Beyond behavioral changes, the study revealed differences in brain structure and function. When the researchers analyzed tissue from the hippocampus, a brain region essential for learning and memory, they found that vitamin K-deficient mice had reduced levels of MK-4 and significantly reduced neurogenesis in their brain tissue. These mice showed fewer proliferating cells and immature neurons in the dentate gyrus, a subregion of the hippocampus where new neurons are born even in adulthood.

“Neurogenesis is thought to play a critical role in learning and memory, its impairment could directly contribute to the cognitive decline observed in the study,” said Zheng.

The team also identified signs of increased neuroinflammation in the deficient group. A higher number of activated microglia – the brain’s resident immune cells – were seen in the vitamin K-deficient group. While the total number of microglia remained similar between groups, the vitamin K-deficient mice showed simpler, less branched structures – an indicator of a more activated and potentially inflammatory state. Excessive microglial activation is associated with chronic inflammation and has been implicated in neurodegenerative diseases.

Male mice on the vitamin K-deficient diet experienced significantly lower survival rates and less weight gain over the study period compared to both female mice and control males. The researchers found no evidence of bleeding in the vitamin K-deficient mice that died, suggesting the observed mortality may be related to other physiological effects of deficiency.

Supplementing vitamin K is not necessary

This research reinforces the idea that vitamin K may have a role in supporting brain health, particularly in the context of aging. Although the study was conducted in mice, it aligns with findings from human observational studies that associate a higher intake of vitamin K-rich foods with better cognitive outcomes in older adults.

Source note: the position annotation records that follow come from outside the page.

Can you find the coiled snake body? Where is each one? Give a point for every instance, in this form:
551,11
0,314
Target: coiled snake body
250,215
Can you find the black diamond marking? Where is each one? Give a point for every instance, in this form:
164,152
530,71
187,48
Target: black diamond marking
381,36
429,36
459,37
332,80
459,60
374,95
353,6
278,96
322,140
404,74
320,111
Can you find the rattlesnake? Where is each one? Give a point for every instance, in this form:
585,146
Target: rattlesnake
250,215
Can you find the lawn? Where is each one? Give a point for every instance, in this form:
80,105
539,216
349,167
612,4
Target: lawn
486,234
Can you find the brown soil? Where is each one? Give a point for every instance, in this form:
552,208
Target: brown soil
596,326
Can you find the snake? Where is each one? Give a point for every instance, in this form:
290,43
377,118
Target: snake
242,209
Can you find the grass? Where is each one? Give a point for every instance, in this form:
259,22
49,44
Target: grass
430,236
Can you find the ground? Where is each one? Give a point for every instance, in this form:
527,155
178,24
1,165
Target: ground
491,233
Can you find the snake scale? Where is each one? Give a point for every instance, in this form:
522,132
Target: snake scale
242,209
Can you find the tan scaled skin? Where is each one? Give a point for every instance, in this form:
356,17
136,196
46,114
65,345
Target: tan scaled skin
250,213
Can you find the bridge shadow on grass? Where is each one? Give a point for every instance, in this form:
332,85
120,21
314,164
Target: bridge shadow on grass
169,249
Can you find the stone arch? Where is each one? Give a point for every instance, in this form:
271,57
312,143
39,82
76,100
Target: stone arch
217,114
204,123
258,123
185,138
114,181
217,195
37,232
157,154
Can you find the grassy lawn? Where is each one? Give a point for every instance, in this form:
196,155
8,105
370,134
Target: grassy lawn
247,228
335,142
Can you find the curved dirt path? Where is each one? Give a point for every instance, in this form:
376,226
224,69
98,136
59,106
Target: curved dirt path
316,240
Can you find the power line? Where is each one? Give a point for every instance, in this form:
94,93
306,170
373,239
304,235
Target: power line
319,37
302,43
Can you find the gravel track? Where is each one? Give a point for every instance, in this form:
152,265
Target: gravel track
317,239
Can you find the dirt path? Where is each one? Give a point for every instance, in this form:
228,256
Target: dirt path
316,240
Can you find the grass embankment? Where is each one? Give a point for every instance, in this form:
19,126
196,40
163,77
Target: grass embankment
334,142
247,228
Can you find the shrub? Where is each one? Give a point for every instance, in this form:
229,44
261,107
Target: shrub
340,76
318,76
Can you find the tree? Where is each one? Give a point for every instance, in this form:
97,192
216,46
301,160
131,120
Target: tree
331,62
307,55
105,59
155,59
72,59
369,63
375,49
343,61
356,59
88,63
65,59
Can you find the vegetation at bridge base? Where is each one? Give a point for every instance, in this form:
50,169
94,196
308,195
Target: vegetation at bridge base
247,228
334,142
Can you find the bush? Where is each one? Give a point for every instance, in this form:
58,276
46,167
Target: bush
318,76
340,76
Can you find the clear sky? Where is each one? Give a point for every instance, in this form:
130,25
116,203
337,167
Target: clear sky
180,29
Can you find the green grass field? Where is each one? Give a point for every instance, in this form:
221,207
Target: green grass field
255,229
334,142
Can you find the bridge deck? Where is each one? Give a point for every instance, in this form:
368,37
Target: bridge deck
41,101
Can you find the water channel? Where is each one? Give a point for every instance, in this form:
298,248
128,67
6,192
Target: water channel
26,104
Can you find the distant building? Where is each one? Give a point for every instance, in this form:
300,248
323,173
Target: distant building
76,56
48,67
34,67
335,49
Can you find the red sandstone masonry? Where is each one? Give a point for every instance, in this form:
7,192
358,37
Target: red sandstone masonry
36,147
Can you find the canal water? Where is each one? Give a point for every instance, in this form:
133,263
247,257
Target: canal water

One of the mechanisms highlighted in this study is the potential for vitamin K to help maintain neurogenesis to regulate neuroinflammation.

“Vitamin K seems to have a protective effect,” said Zheng. “Our research is trying to understand the underlying mechanism for that effect so that we might one day be able to target those mechanisms specifically.”

Looking forward, the researchers aim to validate these mechanisms in human studies, investigate how vitamin K interacts with other dietary components and aging processes and explore whether its role in neuroinflammation and cell development could inform future therapeutic strategies.

“We know that a healthy diet works and that people who don’t eat a healthy diet don’t live as long or do as well cognitively. By choreographing animal and human studies together, we can do a better job of improving brain health long-term by identifying and targeting specific mechanisms,” said senior author Dr. Sarah Booth, director of the HNRCA.

Although the team emphasizes the focus of their research remains on achieving adequate vitamin K through dietary sources, not supplementation.

“People need to eat a healthy diet. They need to eat their vegetables,” said Booth.

Reference: Zheng T, Marschall S, Weinberg J, et al. Low vitamin K intake impairs cognition, neurogenesis, and elevates neuroinflammation in C57BL/6 mice. J Nutrit. 2025:S0022316625000306. doi: 10.1016/j.tjnut.2025.01.023

This article is a rework of a press release issued by Tufts University. Material has been edited for length and content.